When examining the resistant cells, the team initially made a disappointing discovery; not only could the cells fight off HDAC inhibitors, they were also resistant to many other therapies including more standard treatment such as chemotherapy. However, happily, the researchers also found that the cells were highly sensitive to heat shock protein 90 (hsp90) inhibitors, another emerging cancer treatment.
Heat shock proteins are protein caretakers, activating genes that ultimately make proteins, moving them around cells and helping them fold into the right shape to function. Misfolded proteins can cause a myriad of diseases, including cancer.
"As part of their resistance mechanisms, they acquired greater sensitivity to hsp90 inhibitors," said Dr Bhalla. "This creates a potential combination that can be tested in mouse models and ultimately clinical trials."
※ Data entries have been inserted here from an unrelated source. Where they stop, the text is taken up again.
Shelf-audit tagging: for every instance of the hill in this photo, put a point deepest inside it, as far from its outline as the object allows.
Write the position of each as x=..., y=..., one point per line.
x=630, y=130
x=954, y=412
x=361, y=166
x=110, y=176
Both hsp90 and HDAC inhibitors are regarded as being most useful as a method of increasing the effectiveness of other anticancer drugs. As such, they are being tested as combination therapies, but not with each other.
The team weren't surprised by their results though, given that they have already published work that indicates the two classes of drugs have a synergistic effect.
"This particular cell line can be used to really look at newer agents and new combinations in vitro and in vivo and see if they are safe and effective together," said Dr Fiskus.
Dr Bhalla added that they have already put the cell line into a mouse model and other scientists have asked if they can use the resistant cell line for their own experiments.
The results presented by Dr Fiskus at the American Society of Hematology's recent meeting in Atlanta, US, will prick up the ears of those in the pharma industry developing hsp90 and HDAC inhibitors.
There are several firms having a go at finding HDAC blockers:
- Merck & Co.'s Zolina (vorinostat). Approved
- Miikana Therapeutics (MKC-1704, preclinical)
- Nycomed (unnamed preclinical candidates)
- Pharmacyclics (PCI-24781, PI)
- Tikvah Therapeutics (TIK-201, PI)
- Gloucester Pharmaceuticals (romidepsin, PII), licensed from Astellas.
- Syndax Pharmaceuticals (SNDX-275, PII)
- Curagen and TopoTarget (belinostat, PII)
- Celgene (formerly Pharmion) in collaboration with MethylGene (MGCD0103, PII)
- Novartis (LBH589, PII).
This last entry is perhaps the most significant as Novartis also have several hsp90 inhibitors in clinical development, most notably Mycograb (efungumab), which is in final stage trials for fungal infections and also in earlier stage trials for cancer.
They seem to be the only pharma company with both classes of drug in its pipeline and so are perhaps best placed to take advantage of this new research. In fact, the Medical College of Georgia is participating in a clinical trial of the aforementioned HDAC inhibitor, LBH589.
Studies also are underway for some innovative uses of hsp90 inhibitors, including Dr John Catravas' studies of its potential as an anti-angiogenesis agent and Dr Abdullah Kutlar's studies to see if it can reduce morbidity and related lung problems in sickle cell disease by suppressing inflammation.